Incumbent British Prime Minister David Cameron may be planning to declare victory after the national elections on Thursday even before forming a coalition government in the likely outcome of his Conservative Party falling short of a majority.
Provided the Conservatives win more seats than their main rivals Labour, Prime Minister Cameron will lay claim on the right to form a coalition on Friday morning, a senior source has said.
So far, pre-election pollsters have predicted a stalemate between Britain’s two major parties at 33 percent, with some indicating the Conservatives will gain a narrow lead over Labour.
Both parties are expected to fall short of the 326 seats needed for a majority in the 650-seat parliament, meaning the victorious party will be required to reach out to other parties to form a coalition.
Nigel Farage’s eurosceptic United Kingdom Independence Party (UKIP), which has emerged to become the third most popular party in the country, with around 14 percent of support, looks likely to be Cameron’s first choice of coalition partner if the two parties are able to form a combined majority.
However, Labour Party leader Ed Miliband has already warned he will call on Prime Minister Cameron to resign if he claims victory under such circumstances and veto the “Queen’s Speech” - the opening of the new parliament by Queen Elizabeth.
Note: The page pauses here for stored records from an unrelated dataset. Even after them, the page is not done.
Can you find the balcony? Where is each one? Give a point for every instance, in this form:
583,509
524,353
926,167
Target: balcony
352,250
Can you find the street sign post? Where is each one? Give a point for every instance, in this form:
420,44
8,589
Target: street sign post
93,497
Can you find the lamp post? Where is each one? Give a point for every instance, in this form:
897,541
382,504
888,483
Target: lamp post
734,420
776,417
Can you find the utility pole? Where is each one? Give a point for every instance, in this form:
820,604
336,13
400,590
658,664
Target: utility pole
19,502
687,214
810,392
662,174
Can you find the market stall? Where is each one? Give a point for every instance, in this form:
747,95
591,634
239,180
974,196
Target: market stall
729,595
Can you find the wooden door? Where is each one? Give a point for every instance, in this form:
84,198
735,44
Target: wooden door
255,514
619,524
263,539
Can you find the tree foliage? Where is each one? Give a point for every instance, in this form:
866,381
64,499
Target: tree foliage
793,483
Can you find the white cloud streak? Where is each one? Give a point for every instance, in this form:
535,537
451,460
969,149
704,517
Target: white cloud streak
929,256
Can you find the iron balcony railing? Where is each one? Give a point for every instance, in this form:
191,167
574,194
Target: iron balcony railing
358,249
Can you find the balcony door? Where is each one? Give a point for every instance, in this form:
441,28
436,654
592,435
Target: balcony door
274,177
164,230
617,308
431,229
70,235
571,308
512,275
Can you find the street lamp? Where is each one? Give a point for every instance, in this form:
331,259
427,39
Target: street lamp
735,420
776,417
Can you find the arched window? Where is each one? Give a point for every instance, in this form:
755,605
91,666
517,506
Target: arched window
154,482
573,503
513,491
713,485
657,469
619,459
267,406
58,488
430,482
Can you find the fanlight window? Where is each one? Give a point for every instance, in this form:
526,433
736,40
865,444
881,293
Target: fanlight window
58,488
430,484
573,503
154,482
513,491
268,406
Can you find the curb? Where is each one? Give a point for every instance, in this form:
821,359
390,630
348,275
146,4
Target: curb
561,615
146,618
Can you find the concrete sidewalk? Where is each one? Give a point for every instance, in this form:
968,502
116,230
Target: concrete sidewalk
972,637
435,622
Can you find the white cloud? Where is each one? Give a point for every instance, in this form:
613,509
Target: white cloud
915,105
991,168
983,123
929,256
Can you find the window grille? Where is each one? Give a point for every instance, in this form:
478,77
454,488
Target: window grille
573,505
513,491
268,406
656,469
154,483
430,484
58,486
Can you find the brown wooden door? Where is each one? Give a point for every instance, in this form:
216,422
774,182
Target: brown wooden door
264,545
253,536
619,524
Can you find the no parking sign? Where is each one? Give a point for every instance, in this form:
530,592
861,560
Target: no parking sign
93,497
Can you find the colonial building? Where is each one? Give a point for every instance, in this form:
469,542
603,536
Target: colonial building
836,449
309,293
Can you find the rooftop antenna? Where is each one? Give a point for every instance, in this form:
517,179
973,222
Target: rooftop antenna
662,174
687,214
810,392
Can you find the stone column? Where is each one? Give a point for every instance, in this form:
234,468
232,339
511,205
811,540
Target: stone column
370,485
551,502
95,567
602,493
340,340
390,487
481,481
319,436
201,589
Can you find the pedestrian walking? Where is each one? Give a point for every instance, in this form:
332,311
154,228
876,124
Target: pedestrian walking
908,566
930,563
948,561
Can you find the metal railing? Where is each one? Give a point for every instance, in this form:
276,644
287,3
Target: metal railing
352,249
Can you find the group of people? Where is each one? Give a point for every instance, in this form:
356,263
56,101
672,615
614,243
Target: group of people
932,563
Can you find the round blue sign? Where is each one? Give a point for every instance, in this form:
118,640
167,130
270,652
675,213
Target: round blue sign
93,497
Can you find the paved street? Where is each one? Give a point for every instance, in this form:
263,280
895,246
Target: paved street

Speaking to the Telegraph, an unnamed senior lawmaker close to Miliband said he expects Cameron to resign if he cannot garner enough support in the new parliament to push his bill through.
“Is Cameron going to go all the way to a vote, and then have to resign? That’s two weeks down the line. If he cannot command a majority in the House and get his programme through, and we think we can get our programme through, we’ll take it, basically," the source said.
It is expected that Labour will seek an alliance with current coalition partner, Liberal Democrats, which according to pre-election polls maintains around 9 percent of public support.
Liberal Democrats leader Nick Clegg, however, has indicated he is open to re-joining the Conservatives but has ruled out joining any coalition that includes UKIP and the Scottish National Party, or the SNP, which is expected to take the majority of the 59 seats in Scotland.
SNP head, Nicola Sturgeon, has expressed willingness to form a coalition with Labour even if it wins less votes than the Conservatives, but Labour has been hesitant to unite with the secessionist party which last September organised a referendum calling for Scotland to become independent from the UK.
According to research carried out by The Independent, as much as 71 percent of voters believe the SNP should not have the right to veto decisions applicable outside of Scotland if they enter the next government.